Columnarization in Rust

So like everyone without a job, I’ve started to learn Rust. And like everyone who has started to learn Rust, I now feel it is very important to tell you about my experience with it.

The project I’ll talk about is for columnarization, a technique from the database community for laying out structured records in a format that is more convenient for serialization than the records themselves. This is important if you want to send data around in binary format at high throughputs, which is indeed something I often enjoy.

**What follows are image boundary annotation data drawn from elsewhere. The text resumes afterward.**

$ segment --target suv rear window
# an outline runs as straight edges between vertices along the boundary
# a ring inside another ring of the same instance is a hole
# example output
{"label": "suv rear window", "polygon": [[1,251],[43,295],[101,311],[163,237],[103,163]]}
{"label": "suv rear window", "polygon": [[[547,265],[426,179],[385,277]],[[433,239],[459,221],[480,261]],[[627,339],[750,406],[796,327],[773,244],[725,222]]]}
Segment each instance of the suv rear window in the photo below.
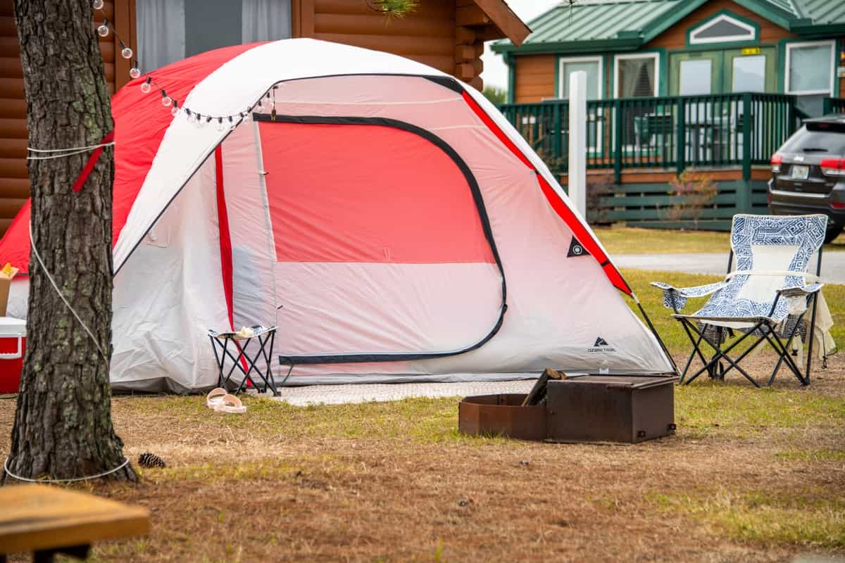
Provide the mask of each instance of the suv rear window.
{"label": "suv rear window", "polygon": [[845,124],[806,123],[783,143],[780,152],[845,156]]}

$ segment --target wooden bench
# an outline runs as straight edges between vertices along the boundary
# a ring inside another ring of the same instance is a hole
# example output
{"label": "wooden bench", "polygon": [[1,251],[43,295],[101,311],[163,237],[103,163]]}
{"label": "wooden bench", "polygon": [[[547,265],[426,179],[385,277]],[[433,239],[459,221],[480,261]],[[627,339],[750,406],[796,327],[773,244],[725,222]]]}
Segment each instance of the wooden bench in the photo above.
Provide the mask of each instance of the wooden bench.
{"label": "wooden bench", "polygon": [[57,553],[84,559],[95,541],[150,532],[145,508],[44,485],[0,487],[0,563],[18,551],[38,562]]}

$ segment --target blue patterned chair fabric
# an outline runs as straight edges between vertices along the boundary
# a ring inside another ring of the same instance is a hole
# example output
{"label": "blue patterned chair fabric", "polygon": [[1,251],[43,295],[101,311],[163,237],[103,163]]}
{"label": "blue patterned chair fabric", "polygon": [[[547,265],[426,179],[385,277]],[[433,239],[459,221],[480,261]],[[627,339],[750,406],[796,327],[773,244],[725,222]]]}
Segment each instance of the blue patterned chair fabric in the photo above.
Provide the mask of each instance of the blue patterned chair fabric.
{"label": "blue patterned chair fabric", "polygon": [[[810,257],[824,242],[826,225],[825,215],[734,215],[731,247],[735,268],[725,281],[689,288],[675,288],[661,282],[653,282],[651,285],[662,290],[664,306],[678,311],[684,307],[690,297],[712,295],[696,312],[676,314],[675,317],[707,323],[750,322],[767,318],[779,323],[790,313],[798,312],[797,301],[803,301],[805,307],[807,296],[821,289],[821,284],[806,284],[807,277],[815,278],[806,272]],[[782,287],[766,297],[757,295],[762,297],[761,300],[741,295],[745,284],[752,276],[778,275],[778,273],[755,270],[752,246],[783,246],[784,252],[793,252],[788,269],[780,273],[784,278]],[[792,272],[794,275],[789,275]],[[790,300],[794,300],[792,304]]]}

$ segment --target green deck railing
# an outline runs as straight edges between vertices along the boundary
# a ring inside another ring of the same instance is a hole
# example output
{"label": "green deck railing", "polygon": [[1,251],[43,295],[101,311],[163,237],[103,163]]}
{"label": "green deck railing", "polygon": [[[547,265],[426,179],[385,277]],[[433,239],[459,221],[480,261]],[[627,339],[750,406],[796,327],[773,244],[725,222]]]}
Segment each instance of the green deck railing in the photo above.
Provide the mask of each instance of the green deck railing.
{"label": "green deck railing", "polygon": [[[565,173],[569,104],[505,104],[504,116],[556,173]],[[795,97],[778,94],[629,98],[587,102],[587,168],[677,171],[766,165],[800,125]]]}
{"label": "green deck railing", "polygon": [[825,113],[845,113],[845,98],[825,98]]}

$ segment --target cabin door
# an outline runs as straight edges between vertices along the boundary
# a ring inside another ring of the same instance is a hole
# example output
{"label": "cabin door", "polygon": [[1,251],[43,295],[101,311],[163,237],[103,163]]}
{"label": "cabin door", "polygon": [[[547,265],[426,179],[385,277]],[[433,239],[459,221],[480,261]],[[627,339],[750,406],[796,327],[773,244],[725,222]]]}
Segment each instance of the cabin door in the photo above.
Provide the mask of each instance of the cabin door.
{"label": "cabin door", "polygon": [[669,94],[710,95],[777,91],[775,47],[670,55]]}

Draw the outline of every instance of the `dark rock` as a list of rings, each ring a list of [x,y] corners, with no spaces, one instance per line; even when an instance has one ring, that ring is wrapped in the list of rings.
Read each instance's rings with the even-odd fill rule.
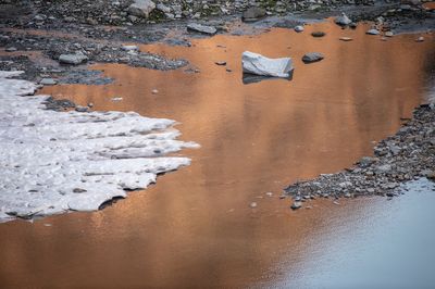
[[[262,8],[252,7],[244,12],[241,20],[245,22],[254,22],[265,17],[265,10]]]

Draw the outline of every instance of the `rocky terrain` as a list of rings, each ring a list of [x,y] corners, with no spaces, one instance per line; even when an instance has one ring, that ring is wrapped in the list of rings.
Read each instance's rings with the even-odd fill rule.
[[[341,11],[348,18],[337,24],[355,27],[369,20],[373,23],[369,33],[376,35],[435,29],[434,10],[418,0],[0,0],[0,70],[25,71],[23,78],[42,85],[111,81],[100,72],[87,71],[87,63],[125,63],[154,70],[185,67],[186,72],[198,73],[185,60],[141,52],[137,45],[164,41],[188,47],[191,37],[261,33],[274,26],[303,30],[302,25],[310,20],[338,16]],[[35,61],[28,51],[41,52],[46,61]],[[309,56],[309,61],[323,58]],[[293,208],[318,197],[391,198],[403,181],[434,178],[434,124],[432,106],[419,108],[414,120],[408,120],[397,135],[377,144],[375,156],[363,158],[337,174],[286,188],[295,199]]]
[[[0,49],[4,50],[0,53],[0,66],[24,70],[24,77],[30,80],[62,78],[67,72],[79,76],[76,65],[95,62],[179,68],[188,63],[140,52],[137,47],[125,43],[164,41],[190,46],[190,37],[261,33],[273,26],[300,28],[303,23],[337,16],[340,11],[347,13],[351,25],[374,21],[374,28],[380,33],[435,28],[434,11],[417,0],[1,0],[0,8]],[[249,24],[241,24],[240,20]],[[53,61],[35,62],[24,53],[27,51],[40,51]],[[192,66],[185,70],[198,72]],[[98,78],[97,81],[73,78],[61,81],[104,83]]]
[[[293,209],[315,198],[339,199],[378,194],[388,198],[400,194],[403,183],[426,177],[435,180],[435,110],[422,104],[412,120],[396,135],[374,148],[374,156],[364,156],[343,172],[300,181],[285,192],[294,198]]]

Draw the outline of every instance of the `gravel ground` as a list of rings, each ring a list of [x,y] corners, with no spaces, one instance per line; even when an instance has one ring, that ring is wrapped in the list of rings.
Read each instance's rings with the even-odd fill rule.
[[[288,186],[285,192],[294,198],[293,209],[315,198],[384,196],[400,193],[401,184],[426,177],[435,180],[435,108],[422,104],[413,118],[396,135],[374,148],[374,156],[364,156],[352,167],[336,174]]]
[[[99,72],[89,73],[85,65],[63,65],[61,54],[86,56],[83,63],[125,63],[154,70],[187,66],[185,60],[125,49],[124,43],[164,41],[190,46],[191,37],[209,37],[187,32],[187,24],[202,23],[217,34],[261,33],[270,27],[294,28],[312,20],[337,16],[341,11],[358,24],[373,21],[382,32],[417,32],[435,29],[435,12],[419,1],[160,1],[148,17],[128,13],[133,0],[117,1],[25,1],[0,0],[0,70],[23,70],[29,80],[54,77],[58,83],[107,84]],[[318,3],[321,2],[321,3]],[[350,5],[349,5],[350,4]],[[179,7],[182,7],[179,9]],[[249,8],[258,8],[254,24],[240,26],[240,16]],[[165,12],[164,12],[165,11]],[[244,17],[247,14],[243,14]],[[102,26],[115,25],[115,26]],[[51,62],[35,62],[24,52],[41,51]],[[16,54],[18,53],[18,54]],[[22,55],[20,55],[22,53]],[[187,66],[186,71],[195,71]],[[418,108],[393,137],[381,141],[374,156],[362,158],[353,167],[313,180],[293,184],[285,189],[295,199],[294,209],[304,200],[325,197],[380,194],[393,198],[402,183],[435,176],[435,111],[430,105]]]

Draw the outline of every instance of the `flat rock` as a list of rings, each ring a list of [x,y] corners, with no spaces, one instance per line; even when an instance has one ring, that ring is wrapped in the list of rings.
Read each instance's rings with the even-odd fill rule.
[[[301,26],[301,25],[295,26],[295,32],[297,32],[297,33],[303,32],[303,26]]]
[[[320,52],[310,52],[302,56],[304,63],[312,63],[323,60],[325,56]]]
[[[207,26],[198,23],[190,23],[187,24],[187,30],[189,32],[195,32],[195,33],[201,33],[201,34],[208,34],[208,35],[214,35],[217,33],[217,29],[213,26]]]
[[[341,13],[341,16],[336,17],[334,22],[341,26],[347,26],[352,23],[352,21],[345,13]]]
[[[57,81],[53,78],[42,78],[39,84],[45,86],[53,86],[57,84]]]
[[[265,17],[266,11],[262,8],[252,7],[244,12],[241,20],[245,22],[254,22]]]
[[[298,210],[298,209],[300,209],[300,208],[302,208],[302,203],[301,202],[299,202],[299,201],[296,201],[296,202],[294,202],[293,204],[291,204],[291,210]]]
[[[380,30],[377,30],[377,29],[369,29],[365,34],[368,34],[368,35],[380,35]]]
[[[122,46],[122,50],[124,50],[124,51],[139,51],[139,47],[137,47],[137,46]]]
[[[313,33],[311,33],[312,37],[323,37],[326,34],[324,32],[313,32]]]
[[[241,65],[244,73],[261,76],[289,77],[294,70],[290,58],[269,59],[250,51],[241,54]]]
[[[86,62],[88,58],[83,54],[61,54],[59,62],[64,64],[78,65]]]

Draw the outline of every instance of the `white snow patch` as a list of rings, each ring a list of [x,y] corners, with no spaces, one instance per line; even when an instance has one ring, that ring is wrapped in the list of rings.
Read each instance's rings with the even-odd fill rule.
[[[174,121],[134,112],[45,110],[37,86],[0,72],[0,222],[14,217],[95,211],[157,175],[189,165],[163,156],[195,142],[175,140]]]

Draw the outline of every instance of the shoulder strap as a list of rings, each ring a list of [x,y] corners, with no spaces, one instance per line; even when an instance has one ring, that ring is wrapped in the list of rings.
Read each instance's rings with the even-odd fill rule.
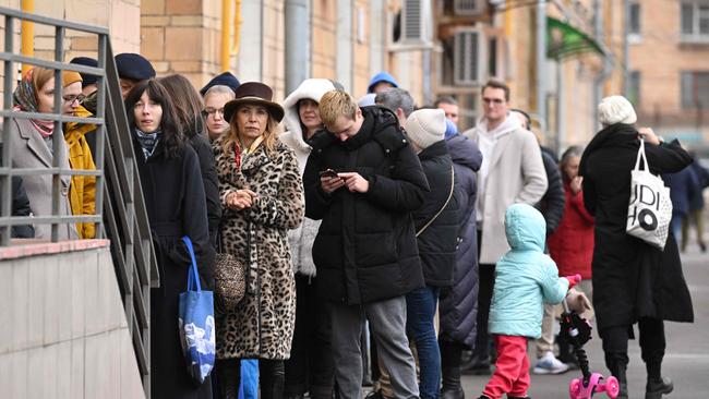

The rough idea is that, starting from a vector of some type, or Vec<T> in Rust, we want to repeatedly reduce the complexity of the type T, at the cost of increasing the number of vectors we have on hand. There are roughly three types of rules we’ll follow:

Vec<uint> A vector of base types is our base case. Do nothing.
Vec<(S, T)> A vector of pairs is transformed to a pair of vectors: (Vec<S>, Vec<T>).
Vec<Vec<T>> A vector of vectors goes to a pair (Vec<uint>, Vec<T>), corresponding to the original vector lengths, and their concatenated payloads.

These three rules, and generalizations thereof, allow us to transform vectors of fairly complex types into a sequence of vectors of simple types. These vectors of simple types are then very easy to serialize and deserialize, simply casting typed vectors to and from byte vectors.

Implementation

I’ve gone and tried this out in Rust. Naturally, I won’t share the first few evolutions with you, because you might conclude that neither Rust nor Frank is much of anything you’d want to be associated with. However, the current state of the project really appeals to me, and shows off some things I don’t think I could easily do in most other languages I am familiar with.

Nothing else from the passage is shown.